Thursday, May 27, 2010

Fast Talk: Radioactive M-Metal


Radioactive M-Metal: We couldn't wrap-up our month-long tribute to the supervillain Abra Kadabra without resurrecting the old Fast Talk feature, for though the character is built from a concept that cleverly allows for the conflation of science and magic, even Kadabra's Silver Age origin is utterly dependent upon senseless scientific technobabble. Desperate to escape the year 6363 A.D. and its society's obsession with scientific achievement, the mad magician Abra Kadabra decides to seize control of a groundbreaking experiment in time travel. The means to traverse centuries is granted by a jury-rigged two-part apparatus: a "time-vehicle" driven through a corresponding portal by the "propulsive force" granted by "radioactive M-metal," a mysterious element harvested from a fallen meteorite. (What happens when you create an alloy of M-metal and Nth metal? Presumably, it would allow you to fly through time whilst knocking out any ghosts or monsters encountered along the way!) If this explanation sounds a little too convenient, it's because it is. Given the questionable terminology spouted by these so-called scientists--who, we are told in a wonderfully over-descriptive narrative, spend their days working in "a building dedicated to science"--it's a miracle that Kadabra survived his trip through time! This, of course, is just one of countless science fiction stories that utilize the broad, widely-misunderstood label "radiation" as a storytelling shortcut. (Kadabra should dose-up on some neo-magnetic radiation while he's at it!) Is it at all conceivable that any form of radiation could provide what is being described here as a propulsive force, let alone propel one through time? Can you imagine what the Periodic Table must look like in the DC Universe?
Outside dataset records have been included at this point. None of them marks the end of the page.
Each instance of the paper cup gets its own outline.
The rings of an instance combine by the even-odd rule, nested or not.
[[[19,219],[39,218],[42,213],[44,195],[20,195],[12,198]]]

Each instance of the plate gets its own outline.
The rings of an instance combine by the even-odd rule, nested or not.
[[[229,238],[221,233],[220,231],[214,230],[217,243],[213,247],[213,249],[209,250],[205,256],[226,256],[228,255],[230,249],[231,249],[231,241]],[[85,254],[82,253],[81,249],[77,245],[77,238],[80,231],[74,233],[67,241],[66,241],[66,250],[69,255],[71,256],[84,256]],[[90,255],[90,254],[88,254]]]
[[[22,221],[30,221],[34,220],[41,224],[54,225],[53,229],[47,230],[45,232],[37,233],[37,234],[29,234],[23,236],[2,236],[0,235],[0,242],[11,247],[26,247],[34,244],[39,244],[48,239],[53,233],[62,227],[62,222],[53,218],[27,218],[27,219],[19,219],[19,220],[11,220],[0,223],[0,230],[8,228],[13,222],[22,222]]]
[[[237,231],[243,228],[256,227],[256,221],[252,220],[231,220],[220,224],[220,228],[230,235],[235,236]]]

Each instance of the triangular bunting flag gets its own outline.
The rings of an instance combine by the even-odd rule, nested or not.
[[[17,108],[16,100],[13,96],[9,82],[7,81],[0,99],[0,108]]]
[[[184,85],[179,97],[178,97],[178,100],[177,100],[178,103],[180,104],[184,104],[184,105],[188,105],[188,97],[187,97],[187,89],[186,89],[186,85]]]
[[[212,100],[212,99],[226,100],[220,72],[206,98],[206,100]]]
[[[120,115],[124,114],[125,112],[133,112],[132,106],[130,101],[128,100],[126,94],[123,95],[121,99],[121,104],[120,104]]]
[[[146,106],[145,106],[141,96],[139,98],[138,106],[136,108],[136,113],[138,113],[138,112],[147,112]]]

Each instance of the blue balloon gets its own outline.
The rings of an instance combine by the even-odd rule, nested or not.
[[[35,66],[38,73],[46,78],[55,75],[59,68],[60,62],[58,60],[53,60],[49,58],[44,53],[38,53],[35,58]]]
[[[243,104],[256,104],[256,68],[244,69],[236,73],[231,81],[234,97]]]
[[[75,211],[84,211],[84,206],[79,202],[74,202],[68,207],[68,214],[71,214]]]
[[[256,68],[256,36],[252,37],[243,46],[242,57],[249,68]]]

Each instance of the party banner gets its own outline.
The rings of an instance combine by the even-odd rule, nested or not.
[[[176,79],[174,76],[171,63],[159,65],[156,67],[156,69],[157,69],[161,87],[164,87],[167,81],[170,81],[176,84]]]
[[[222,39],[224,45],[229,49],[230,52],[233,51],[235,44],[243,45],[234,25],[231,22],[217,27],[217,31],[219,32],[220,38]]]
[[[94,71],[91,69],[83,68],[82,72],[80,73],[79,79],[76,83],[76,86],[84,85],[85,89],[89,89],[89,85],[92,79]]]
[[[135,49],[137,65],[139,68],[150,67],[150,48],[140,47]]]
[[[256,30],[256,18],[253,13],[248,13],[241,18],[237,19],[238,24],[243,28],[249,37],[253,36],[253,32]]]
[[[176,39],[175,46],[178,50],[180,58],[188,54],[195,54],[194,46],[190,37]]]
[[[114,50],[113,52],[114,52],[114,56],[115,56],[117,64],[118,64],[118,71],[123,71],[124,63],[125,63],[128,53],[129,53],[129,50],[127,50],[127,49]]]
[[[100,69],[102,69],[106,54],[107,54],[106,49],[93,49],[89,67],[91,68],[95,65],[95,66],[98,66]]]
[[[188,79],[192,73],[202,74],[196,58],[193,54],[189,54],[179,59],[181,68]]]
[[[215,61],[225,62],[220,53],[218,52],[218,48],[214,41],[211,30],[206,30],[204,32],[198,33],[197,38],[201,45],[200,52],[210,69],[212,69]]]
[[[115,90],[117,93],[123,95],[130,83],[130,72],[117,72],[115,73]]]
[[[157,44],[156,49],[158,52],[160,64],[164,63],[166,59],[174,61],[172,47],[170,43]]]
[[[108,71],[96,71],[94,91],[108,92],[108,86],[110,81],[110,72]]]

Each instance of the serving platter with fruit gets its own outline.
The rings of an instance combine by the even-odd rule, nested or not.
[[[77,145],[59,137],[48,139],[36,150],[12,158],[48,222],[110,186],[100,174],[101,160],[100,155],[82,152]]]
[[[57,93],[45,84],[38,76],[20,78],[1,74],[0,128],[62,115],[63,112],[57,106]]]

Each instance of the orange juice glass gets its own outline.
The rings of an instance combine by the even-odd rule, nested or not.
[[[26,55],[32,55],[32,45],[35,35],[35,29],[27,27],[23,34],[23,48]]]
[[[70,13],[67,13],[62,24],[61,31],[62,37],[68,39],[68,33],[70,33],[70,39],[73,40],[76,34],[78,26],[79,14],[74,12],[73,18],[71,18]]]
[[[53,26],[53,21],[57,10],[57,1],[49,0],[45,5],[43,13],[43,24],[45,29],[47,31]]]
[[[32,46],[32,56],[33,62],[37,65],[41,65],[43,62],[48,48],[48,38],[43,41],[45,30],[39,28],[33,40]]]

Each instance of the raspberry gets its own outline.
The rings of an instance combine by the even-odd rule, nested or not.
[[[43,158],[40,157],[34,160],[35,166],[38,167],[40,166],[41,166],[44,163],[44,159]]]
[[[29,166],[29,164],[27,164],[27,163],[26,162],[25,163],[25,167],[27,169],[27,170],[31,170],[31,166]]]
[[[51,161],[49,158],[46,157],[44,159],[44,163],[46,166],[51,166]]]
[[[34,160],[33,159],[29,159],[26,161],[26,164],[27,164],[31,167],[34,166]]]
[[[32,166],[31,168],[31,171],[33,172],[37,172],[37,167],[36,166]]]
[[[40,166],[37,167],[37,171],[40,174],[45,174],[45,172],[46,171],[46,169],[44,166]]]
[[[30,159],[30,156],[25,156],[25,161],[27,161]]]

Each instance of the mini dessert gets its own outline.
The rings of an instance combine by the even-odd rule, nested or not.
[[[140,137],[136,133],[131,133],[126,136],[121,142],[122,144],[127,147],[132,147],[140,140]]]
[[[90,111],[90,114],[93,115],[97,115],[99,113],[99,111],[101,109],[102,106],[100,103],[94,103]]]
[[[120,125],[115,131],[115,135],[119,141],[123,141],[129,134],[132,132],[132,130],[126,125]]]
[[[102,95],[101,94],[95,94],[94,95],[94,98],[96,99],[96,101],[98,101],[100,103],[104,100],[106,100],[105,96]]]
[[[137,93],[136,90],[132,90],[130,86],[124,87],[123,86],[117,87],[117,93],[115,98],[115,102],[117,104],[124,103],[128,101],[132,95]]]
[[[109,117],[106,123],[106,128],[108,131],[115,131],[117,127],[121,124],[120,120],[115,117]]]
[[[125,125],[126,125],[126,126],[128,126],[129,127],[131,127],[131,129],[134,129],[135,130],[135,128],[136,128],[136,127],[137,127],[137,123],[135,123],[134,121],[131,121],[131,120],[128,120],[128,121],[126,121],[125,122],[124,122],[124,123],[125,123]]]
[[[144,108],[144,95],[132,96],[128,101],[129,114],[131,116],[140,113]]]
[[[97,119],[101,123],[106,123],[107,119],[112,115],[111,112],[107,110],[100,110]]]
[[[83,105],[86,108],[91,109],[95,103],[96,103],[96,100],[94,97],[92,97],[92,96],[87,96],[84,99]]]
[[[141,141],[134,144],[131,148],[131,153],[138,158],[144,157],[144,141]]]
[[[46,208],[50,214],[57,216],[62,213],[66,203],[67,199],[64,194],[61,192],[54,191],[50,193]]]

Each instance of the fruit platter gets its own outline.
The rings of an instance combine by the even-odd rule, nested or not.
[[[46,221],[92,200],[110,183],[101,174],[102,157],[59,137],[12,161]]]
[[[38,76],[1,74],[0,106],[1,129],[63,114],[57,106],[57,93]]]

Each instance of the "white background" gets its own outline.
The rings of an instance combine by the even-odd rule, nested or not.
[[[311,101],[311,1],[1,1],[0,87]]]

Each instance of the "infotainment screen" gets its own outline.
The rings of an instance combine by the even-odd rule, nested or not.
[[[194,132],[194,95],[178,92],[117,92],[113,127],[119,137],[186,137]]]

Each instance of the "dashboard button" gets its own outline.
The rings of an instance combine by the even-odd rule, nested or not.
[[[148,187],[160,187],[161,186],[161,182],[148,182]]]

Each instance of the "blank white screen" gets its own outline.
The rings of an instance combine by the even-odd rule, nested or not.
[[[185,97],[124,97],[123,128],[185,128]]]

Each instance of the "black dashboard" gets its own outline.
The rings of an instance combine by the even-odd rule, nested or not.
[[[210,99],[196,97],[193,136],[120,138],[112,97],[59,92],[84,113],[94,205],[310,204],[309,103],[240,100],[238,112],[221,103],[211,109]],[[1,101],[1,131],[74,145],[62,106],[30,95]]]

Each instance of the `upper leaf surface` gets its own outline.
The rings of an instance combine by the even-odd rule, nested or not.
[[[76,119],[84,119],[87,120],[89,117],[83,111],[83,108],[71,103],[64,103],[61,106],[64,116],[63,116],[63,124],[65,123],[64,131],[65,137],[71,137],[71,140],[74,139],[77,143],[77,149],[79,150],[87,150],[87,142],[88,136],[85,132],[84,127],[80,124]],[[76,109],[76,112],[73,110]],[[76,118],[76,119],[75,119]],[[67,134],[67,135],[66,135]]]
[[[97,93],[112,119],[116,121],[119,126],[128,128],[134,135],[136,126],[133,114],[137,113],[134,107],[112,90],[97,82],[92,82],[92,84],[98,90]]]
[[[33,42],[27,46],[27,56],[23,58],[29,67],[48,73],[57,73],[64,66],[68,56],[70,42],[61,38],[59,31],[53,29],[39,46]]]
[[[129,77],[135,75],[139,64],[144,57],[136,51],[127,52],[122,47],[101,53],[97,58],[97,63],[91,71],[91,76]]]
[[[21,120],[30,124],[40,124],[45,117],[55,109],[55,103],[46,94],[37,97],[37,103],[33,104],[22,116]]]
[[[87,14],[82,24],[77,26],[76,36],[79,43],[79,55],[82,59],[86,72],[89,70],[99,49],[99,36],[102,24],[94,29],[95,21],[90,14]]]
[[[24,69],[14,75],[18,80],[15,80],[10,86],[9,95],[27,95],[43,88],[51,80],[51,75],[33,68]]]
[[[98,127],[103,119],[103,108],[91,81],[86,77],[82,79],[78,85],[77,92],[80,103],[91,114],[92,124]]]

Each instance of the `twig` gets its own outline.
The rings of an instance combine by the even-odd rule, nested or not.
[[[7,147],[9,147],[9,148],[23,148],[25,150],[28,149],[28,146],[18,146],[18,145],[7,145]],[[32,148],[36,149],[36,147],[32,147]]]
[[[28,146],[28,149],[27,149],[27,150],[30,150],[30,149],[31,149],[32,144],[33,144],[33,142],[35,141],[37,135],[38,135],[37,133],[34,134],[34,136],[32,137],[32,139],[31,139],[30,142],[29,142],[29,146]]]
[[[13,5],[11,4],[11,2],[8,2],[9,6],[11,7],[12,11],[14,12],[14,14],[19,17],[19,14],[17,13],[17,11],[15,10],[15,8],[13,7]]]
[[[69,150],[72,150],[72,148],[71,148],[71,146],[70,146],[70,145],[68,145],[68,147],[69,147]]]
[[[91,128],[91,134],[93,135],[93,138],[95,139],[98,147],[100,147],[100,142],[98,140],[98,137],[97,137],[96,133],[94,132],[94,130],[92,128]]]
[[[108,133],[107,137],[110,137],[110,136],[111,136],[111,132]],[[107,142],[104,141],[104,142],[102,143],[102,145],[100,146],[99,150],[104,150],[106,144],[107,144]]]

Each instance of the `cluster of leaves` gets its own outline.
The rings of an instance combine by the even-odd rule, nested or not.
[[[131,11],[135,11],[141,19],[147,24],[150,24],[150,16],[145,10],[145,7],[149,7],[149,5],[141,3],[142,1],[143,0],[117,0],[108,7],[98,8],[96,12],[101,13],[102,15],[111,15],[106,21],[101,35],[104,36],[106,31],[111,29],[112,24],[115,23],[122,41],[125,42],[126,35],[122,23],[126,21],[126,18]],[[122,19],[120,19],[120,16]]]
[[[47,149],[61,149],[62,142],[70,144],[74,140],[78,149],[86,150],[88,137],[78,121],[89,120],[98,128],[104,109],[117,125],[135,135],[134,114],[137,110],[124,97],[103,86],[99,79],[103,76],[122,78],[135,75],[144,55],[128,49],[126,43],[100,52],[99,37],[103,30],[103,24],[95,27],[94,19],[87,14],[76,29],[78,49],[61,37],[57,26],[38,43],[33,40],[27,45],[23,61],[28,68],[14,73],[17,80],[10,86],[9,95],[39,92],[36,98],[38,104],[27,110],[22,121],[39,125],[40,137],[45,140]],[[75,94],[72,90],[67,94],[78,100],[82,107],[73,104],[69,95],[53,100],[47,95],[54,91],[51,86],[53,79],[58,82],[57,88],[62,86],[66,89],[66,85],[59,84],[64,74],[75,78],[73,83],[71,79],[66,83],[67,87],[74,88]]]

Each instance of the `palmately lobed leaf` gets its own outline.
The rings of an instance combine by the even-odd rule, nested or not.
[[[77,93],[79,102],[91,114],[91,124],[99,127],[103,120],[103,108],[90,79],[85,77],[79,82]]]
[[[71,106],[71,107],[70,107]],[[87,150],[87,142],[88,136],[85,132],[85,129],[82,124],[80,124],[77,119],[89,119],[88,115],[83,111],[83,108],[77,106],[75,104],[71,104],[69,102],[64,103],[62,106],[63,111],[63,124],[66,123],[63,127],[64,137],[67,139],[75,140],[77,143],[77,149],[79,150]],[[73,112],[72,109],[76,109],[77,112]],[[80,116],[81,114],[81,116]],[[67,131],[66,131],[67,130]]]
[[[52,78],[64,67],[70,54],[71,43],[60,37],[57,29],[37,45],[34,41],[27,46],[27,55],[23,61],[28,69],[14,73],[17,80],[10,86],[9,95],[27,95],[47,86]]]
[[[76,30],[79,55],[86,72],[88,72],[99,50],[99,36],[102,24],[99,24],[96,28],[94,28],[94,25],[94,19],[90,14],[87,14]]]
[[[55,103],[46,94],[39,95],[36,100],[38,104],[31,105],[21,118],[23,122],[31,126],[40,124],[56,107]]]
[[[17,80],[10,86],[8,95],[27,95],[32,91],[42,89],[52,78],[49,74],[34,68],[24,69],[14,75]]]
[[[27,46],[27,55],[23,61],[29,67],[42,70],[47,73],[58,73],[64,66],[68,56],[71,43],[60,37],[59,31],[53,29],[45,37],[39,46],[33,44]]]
Issue: The Flash #128 (May 1962)

2 comments:

nyrdyv said...

I have always found comic books to be much more enjoyable if I leave every scrap of science I ever learned "on the side" when reading. Leaving logic along with it usually helps, too.

Cheers!

Steven G. Willis
XOWComics.com

rob! said...

I love AK's cape billowing--doesn't make a lot of sense, but man it looks cool.